L'employeur est tenu, lors de la mise en œuvre d'un système dynamique de gestion des risques, de tenir compte des travailleurs occupés isolément. L’évaluation des risques est liée aux processus de travail envisagés et aux circonstances spécifiques dans lesquelles le travail doit être effectué.
L'art. I.2-4 du Code du bien-être au travail formule ce principe de la manière suivante :
Lors de l'élaboration, de la programmation, de la mise en œuvre et de l'évaluation du système dynamique de gestion des risques, l'employeur tient compte de la nature des activités et des risques spécifiques propres à ces activités ainsi que des risques spécifiques qui sont propres à certains groupes de travailleurs.
Les mesures prises sur la base d'une évaluation des risques sont axées sur la maîtrise des dangers et des risques qui en découlent. Une telle maîtrise est possible en intégrant les mesures de sécurité le plus en amont possible dans les méthodes de travail.
Cela conduit à la recherche de mesures organisationnelles, de mesures de protection collectives et/ou individuelles, mais aussi à des mesures de formation et d'information pour les travailleurs concernés, adaptées aux problèmes liés à une occupation isolée. Dans ce cadre, il incombe à l'employeur de prendre les mesures de protection nécessaires en vue d'offrir une première aide aux victimes d'un accident.

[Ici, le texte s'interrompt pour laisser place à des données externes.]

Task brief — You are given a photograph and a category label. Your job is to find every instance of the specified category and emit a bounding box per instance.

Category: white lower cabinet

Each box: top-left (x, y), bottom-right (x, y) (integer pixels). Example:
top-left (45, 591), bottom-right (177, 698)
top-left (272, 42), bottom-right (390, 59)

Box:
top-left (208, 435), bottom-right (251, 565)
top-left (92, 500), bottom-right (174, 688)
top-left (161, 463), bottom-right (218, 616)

Par ailleurs, dans le cadre du système dynamique de gestion des risques, le service interne pour la prévention et la protection au travail doit être impliqué dans l’organisation des lieux de travail et des postes de travail et dans les facteurs d'ambiance.
Art. II.1-4 du Code du bien-être au travail formule cette exigence de la manière suivante :
Le service interne a pour mission d'assister l'employeur, les membres de la ligne hiérarchique et les travailleurs dans l'élaboration, la programmation, la mise en œuvre et l'évaluation de la politique déterminée par le système dynamique de gestion des risques.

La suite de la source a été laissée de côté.